If you've invested in a vintage handbag or purse, maintain it with proper care and cleaning. Clean according to the material the bag is made of, and make sure to clean the lining separately. Test your sewing skills by making small repairs on the lining or on fabric bags, and don't forget to polish any metal hardware.
Things You'll Need
- Leather cleaner or saddle soap
- Leather conditioner/moisturizer
- Suede brush
- White vinegar
Clean leather by applying a small amount of leather cleaner or saddle soap to a cloth and lightly rubbing soiled areas in a circular motion, wipe clean and allow to dry. Moisturize the purse by applying a small amount of leather moisturizer to a piece of cloth, then rubbing the moisturizer onto the exterior of the purse using small circular motions.
Clean suede by brushing the suede in an upward motion using a suede brush or thick towel. Remove dry stains with a tip of a coarse eraser.
Clean the interior of the bag by removing small particles of dirt with a lint or fabric brush. Wipe the interior of the bag with a damp cloth.
Add a small amount of silver or brass polisher to a piece of cloth and lightly polish your purse's hardware. Remove excess polish and buff clean.
Rub zippers with beeswax to keep them running smoothly and easily up the zipper track. Apply a small amount of WD-40 to a rusted zipper to remove rust.
Sew loose seams and interior lining rips with a sewing machine or by hand, using an appropriate needle type and matching thread.

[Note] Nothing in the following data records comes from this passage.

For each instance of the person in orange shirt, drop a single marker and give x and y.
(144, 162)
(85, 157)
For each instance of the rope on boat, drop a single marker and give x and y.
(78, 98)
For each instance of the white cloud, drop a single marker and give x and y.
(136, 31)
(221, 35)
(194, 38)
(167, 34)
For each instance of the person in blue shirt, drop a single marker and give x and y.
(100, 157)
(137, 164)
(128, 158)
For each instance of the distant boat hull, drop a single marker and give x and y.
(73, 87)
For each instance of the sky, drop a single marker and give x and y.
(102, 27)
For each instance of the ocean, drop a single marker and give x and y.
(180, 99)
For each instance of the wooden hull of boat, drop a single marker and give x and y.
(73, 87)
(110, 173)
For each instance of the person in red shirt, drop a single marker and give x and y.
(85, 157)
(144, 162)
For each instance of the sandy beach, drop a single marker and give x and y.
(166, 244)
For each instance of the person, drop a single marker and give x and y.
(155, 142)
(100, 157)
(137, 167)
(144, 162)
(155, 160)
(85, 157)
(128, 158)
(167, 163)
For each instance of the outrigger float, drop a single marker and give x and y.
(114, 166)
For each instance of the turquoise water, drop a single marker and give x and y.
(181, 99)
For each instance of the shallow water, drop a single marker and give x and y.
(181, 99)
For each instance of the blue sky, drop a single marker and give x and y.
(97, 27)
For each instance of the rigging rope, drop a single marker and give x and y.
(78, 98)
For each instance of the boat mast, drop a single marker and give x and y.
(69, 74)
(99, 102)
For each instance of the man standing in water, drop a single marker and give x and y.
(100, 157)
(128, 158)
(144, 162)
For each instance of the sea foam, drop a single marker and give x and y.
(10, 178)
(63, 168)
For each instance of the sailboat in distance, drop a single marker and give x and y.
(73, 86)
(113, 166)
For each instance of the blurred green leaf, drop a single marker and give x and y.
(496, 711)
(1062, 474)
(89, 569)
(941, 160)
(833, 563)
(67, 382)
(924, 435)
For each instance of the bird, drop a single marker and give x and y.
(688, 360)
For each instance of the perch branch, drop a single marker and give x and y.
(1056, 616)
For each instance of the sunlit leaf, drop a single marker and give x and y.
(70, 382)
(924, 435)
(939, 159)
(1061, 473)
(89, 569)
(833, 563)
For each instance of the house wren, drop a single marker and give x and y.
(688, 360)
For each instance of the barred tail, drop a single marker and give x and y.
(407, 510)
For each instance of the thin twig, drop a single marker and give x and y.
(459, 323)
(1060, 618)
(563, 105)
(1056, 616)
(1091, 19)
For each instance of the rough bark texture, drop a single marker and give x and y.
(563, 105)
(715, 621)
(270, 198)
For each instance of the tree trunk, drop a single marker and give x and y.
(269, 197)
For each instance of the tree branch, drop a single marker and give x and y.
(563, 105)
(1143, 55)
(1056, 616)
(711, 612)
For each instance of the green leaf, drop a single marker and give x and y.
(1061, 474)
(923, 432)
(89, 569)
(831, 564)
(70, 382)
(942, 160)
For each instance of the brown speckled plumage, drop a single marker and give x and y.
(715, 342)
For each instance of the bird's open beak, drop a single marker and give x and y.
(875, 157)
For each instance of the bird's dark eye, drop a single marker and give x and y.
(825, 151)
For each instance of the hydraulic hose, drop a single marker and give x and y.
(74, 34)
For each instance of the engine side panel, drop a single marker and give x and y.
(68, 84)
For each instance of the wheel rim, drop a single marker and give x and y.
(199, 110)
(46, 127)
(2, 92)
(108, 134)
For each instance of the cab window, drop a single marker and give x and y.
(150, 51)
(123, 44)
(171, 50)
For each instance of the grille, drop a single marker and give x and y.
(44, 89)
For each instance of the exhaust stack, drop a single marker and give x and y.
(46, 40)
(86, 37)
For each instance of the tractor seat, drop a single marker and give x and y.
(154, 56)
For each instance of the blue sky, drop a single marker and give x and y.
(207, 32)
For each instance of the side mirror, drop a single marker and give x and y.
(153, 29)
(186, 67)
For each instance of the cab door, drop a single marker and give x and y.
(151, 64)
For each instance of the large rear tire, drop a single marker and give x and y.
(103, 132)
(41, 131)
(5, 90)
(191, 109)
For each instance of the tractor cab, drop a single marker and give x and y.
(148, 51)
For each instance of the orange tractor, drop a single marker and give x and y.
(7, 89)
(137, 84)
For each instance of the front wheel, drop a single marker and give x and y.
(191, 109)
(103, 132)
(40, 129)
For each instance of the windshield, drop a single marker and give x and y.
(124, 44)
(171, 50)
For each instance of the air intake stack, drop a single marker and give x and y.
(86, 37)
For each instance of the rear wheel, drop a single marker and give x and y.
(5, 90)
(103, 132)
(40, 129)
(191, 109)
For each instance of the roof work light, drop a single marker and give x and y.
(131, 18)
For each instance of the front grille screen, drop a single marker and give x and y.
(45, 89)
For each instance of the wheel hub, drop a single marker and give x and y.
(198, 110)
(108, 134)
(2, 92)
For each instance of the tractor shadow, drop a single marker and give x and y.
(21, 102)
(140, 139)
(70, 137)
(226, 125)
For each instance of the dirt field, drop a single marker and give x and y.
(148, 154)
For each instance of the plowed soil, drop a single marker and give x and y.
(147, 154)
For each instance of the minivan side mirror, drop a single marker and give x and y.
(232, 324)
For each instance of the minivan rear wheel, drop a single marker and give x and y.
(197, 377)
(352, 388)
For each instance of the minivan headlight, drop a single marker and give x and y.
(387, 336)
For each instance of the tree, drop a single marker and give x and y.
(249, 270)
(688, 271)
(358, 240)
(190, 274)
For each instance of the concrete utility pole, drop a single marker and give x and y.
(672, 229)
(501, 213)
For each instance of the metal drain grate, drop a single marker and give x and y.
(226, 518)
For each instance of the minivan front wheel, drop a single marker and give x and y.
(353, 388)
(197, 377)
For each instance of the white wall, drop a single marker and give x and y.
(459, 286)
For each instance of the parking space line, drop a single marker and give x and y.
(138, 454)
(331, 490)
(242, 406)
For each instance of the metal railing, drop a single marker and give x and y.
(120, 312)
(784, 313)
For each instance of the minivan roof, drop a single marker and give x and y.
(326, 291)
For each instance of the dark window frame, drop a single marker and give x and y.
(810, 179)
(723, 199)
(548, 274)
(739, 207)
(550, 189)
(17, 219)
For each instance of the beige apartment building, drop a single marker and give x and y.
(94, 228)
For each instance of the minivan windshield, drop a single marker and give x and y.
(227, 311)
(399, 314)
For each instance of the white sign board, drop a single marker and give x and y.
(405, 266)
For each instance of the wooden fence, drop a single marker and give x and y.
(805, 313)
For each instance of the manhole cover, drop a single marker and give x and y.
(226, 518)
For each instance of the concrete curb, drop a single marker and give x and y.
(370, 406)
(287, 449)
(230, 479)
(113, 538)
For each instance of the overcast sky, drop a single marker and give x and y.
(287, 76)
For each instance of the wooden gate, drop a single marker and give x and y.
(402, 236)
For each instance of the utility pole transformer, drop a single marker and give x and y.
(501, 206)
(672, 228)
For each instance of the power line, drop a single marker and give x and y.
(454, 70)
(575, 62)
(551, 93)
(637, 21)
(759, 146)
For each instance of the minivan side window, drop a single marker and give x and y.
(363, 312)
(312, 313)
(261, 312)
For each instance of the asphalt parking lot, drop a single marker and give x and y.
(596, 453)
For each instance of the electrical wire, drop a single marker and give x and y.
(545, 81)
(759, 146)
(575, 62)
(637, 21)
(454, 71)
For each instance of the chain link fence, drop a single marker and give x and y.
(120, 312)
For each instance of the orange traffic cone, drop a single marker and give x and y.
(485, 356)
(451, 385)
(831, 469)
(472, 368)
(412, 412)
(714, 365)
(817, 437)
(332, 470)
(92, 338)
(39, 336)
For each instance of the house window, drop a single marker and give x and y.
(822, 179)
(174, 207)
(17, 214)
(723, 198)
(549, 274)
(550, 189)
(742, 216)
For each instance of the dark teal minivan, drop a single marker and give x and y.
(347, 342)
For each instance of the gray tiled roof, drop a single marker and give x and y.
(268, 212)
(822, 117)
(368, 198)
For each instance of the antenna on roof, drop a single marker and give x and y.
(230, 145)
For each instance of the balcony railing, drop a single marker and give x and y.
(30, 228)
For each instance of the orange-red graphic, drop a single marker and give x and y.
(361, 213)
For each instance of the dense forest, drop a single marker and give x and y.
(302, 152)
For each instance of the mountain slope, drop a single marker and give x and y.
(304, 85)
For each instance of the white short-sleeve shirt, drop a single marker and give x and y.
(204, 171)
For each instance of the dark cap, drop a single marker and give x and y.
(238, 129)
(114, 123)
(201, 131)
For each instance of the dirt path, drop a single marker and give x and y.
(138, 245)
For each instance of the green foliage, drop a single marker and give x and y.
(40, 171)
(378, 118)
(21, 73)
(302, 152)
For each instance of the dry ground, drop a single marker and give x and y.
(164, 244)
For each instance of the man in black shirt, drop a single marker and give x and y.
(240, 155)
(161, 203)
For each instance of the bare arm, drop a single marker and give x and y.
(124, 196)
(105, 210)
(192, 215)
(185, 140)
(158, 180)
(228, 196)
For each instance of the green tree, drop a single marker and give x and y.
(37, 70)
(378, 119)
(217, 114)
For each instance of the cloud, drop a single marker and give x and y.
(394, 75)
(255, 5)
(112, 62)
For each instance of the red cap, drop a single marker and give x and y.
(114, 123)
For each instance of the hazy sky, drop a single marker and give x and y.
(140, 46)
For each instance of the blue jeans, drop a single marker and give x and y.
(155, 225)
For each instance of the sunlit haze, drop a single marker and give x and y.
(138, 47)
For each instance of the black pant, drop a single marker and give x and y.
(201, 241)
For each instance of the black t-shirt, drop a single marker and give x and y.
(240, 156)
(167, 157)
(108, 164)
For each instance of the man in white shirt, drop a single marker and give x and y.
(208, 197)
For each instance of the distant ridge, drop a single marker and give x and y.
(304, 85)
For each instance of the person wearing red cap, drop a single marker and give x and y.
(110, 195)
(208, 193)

Stuff acid-free tissue paper inside the bag, place the bag in its original dust bag or into a cotton pillow case, then store the bag in a cool, dry location away from direct sunlight.
Tips & Warnings
- Shoe repair stores can re-plate hardware.
- Contact the manufacturer/designer to replace or repair FOBs, straps and other specialty hardware.
- Leather bags naturally darken overtime creating a natural patina.
- Don't use a toothbrush to clean hardware; scratches may occur.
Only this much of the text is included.